ご安心ください。この記事では、パルカル(パスカル)というキャラクターの全てを、物語の情報を網羅して徹底的に解説します。
彼の正体から悲惨な末路、そして物語における真の役割まで、この記事を読めば全ての疑問がスッキリ解決します。
『テムパル』の物語をより深く楽しみたい、キャラクターの背景までしっかり理解したい、そう考える熱心なファンのあなたのために、全ての情報を整理しました。
さあ、読み解こう!
さあ、パルカルという旧時代の権力者が、いかにしてグリードの前に崩れ去ったのか、その物語の核心に迫っていきましょう。
『テムパル』のパルカルとは?正体と基本プロフィール

このセクションでは、まず物語の重要人物であるパルカルが何者なのか、その基本情報と物語における立ち位置を明確にします。彼のキャラクターを理解するための基礎知識をここでしっかり押さえましょう。
ひと目でわかる!パルカルのプロフィール早見表
パルカルのプロフィール表
| 項目 | 内容 |
| 本名 | パルカル(Pascal) |
| 所属・勢力 | ジュダール教会、サハラン帝国 |
| 役職 | 第11代ジュダール教会教主、第14代レベッカ教会教皇候補者 |
| 初登場 | 小説 Chapter 271(策略が言及) |
| 最期 | 小説 Chapter 281(グリードに悪事を暴露され死亡) |
| 出自・血統 | サハラン帝国の貴族、チリタ伯爵の三男 |
| 自称 | 第5代教皇フランシスの子孫 |
| 主な敵対者 | グリード、ダミアン、イザベル |
上記の通り、パルカルはジュダール教会のトップでありながら、さらに大きな権威を持つレベッカ教会の教皇の座を狙う野心的な聖職者です。

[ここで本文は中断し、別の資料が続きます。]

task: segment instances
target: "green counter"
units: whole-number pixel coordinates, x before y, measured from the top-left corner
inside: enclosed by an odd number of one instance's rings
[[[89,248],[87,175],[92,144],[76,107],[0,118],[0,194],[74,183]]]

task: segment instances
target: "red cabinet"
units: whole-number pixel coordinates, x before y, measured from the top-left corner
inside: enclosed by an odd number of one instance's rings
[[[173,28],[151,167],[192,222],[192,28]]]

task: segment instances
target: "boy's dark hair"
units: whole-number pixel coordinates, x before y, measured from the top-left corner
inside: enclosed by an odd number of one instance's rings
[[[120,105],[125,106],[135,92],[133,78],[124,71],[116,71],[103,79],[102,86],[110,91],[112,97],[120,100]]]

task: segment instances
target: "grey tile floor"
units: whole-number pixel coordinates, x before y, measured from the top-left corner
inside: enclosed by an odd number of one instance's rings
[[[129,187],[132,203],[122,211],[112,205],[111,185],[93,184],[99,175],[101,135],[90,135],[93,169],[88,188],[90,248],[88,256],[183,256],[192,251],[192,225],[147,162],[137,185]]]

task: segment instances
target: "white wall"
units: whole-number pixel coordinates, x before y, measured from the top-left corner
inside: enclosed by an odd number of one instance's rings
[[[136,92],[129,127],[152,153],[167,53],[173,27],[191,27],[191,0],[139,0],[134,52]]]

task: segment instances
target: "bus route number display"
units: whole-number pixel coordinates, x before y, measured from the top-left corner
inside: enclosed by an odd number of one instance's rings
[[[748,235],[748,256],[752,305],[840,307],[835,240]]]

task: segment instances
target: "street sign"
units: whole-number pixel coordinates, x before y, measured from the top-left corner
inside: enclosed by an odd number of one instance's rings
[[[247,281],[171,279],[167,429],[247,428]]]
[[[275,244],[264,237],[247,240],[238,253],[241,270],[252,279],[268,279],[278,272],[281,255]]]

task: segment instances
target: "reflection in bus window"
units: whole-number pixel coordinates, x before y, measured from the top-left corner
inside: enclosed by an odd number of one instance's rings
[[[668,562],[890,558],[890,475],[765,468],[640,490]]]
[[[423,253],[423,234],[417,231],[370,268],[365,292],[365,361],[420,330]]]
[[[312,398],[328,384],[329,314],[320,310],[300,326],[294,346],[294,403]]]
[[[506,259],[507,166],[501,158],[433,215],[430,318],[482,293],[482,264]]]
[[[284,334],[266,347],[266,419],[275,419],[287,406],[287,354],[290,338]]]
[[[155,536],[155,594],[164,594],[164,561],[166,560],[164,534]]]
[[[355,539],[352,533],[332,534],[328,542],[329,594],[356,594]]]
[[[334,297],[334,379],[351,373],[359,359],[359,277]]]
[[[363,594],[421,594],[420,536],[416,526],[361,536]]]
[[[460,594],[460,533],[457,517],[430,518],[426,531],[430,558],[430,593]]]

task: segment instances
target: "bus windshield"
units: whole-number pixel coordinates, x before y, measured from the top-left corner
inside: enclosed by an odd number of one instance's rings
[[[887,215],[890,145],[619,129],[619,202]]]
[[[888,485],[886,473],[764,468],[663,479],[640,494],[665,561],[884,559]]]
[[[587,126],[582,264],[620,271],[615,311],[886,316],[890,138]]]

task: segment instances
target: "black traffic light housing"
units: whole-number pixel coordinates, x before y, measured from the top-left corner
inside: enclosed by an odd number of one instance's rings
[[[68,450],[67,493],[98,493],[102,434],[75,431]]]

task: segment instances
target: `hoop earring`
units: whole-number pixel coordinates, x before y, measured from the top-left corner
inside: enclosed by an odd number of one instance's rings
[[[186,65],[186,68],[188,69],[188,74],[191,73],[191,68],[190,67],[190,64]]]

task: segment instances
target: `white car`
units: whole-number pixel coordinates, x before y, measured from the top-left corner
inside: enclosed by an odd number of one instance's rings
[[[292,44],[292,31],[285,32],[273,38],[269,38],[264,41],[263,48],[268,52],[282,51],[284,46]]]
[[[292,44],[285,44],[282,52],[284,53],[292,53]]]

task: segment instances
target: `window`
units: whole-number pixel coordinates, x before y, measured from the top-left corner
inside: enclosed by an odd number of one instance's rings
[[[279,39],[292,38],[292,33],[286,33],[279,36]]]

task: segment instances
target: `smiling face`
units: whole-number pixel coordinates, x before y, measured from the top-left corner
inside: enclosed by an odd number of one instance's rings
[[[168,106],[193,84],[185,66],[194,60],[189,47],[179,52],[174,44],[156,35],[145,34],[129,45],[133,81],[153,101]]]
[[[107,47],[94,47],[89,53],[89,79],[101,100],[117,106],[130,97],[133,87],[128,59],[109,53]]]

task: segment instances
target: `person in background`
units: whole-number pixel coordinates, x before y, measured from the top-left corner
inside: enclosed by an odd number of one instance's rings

しかし、その立候補の裏には純粋な信仰心ではなく、富と権力、そして大陸最強国家であるサハラン帝国の政治的思惑が渦巻いていました。
彼の策略が初めて言及されるのが小説の271話、そしてグリードによって破滅し死亡するのが281話と、その暗躍期間は非常に短いものでした。
しかし、その短い期間の中で見せた悪辣さや、物語に与えた影響の大きさから、多くの読者に強烈な印象を残しています。
彼の存在は、グリードやダミアンが打ち破るべき旧来の権力構造の象徴として、物語の重要な転換点を創り出したのです。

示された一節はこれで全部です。